The most striking effect of the SH3-domain mutation was on the localization of Boi1-GFP to necks: we never saw Boi1-S-GFP localized to necks (Fig. 8C), suggesting that the SH3 domain is required for such localization. In constrast, the SH3-domain mutation had no obvious effect on the localization of Boi1-GFP to the bud in either small- or large-budded cells (Figs. 8B and 8C). However, this mutation increased the frequency of localization to the periphery of large-budded cells, and it did so to a degree that approximated that to which it caused a decrease in the frequency of localization to the neck: in large-budded cells, whereas wild-type Boi1-GFP was localized to the periphery of the mother part of the cell in only 3% of the cells and to the neck in 31% of the cells, Boi1-S-GFP was localized to the periphery of the mother in 22% of the cells (and was never localized to the neck). These findings raise the possibility that failure to localize to the neck increases the likelihood that Boi1 will adopt or retain localization at the periphery of the mother part of the cell.

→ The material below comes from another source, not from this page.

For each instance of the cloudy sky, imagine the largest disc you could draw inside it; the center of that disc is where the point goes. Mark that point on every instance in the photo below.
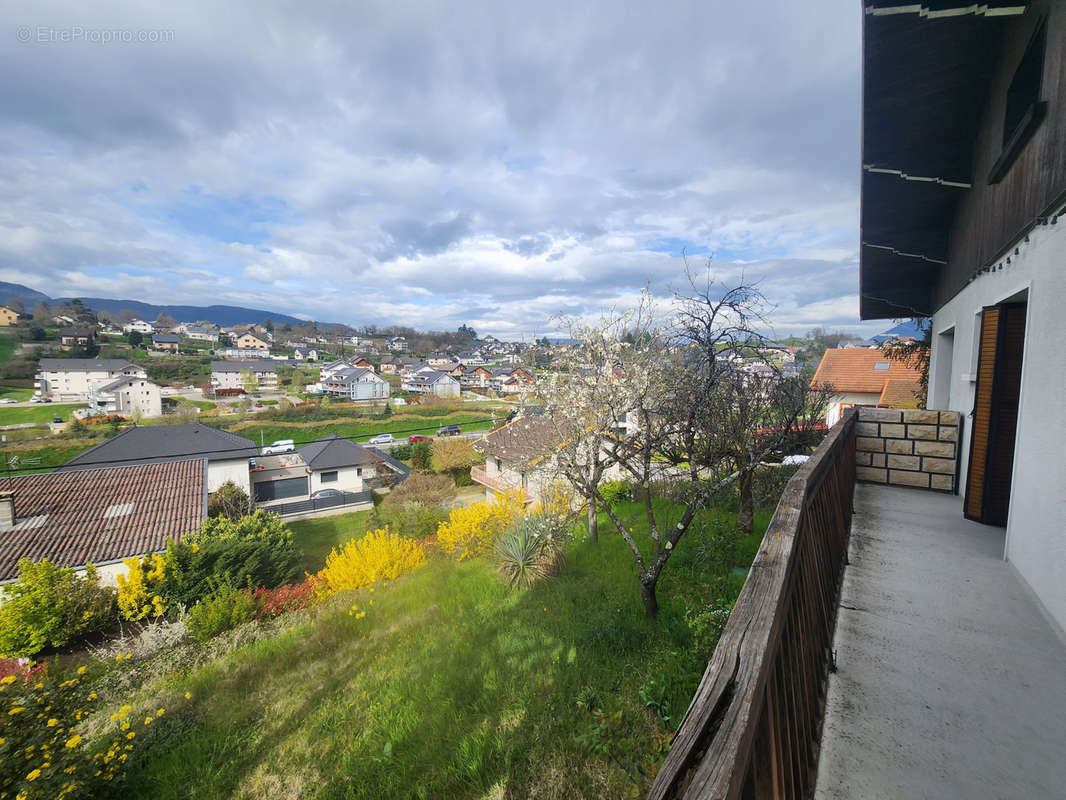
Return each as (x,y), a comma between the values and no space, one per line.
(432,163)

Another apparent effect of the SH3-domain mutation on the localization of Boi1-GFP was seen in unbudded cells, in which the percentage of cells that showed a polar pattern of localization for Boi1-S-GFP (24%) was lower than for wild-type Boi1-GFP (70%), and in which Boi1-S-GFP gave a higher percentage of cells that showed the diffuse pattern (62%) compared to that given by wild-type Boi1-GFP (24%) (Fig. 8A). These findings raise the possibility that one way in which Boi1-GFP acquires a polar distribution in unbudded cells involves prior localization to the neck, via the SH3 domain.
In all classes of cells, the distributions of localization patterns for Boi1-P-GFP were not notably different from those for wild-type Boi1-GFP, and the distributions of localization patterns for Boi1-S-P-GFP were not notably different from those for Boi1-S-GFP (Figs. 8A,8B,8C), suggesting that the proline-rich region is not important for any of the observed patterns of localization of Boi1-GFP.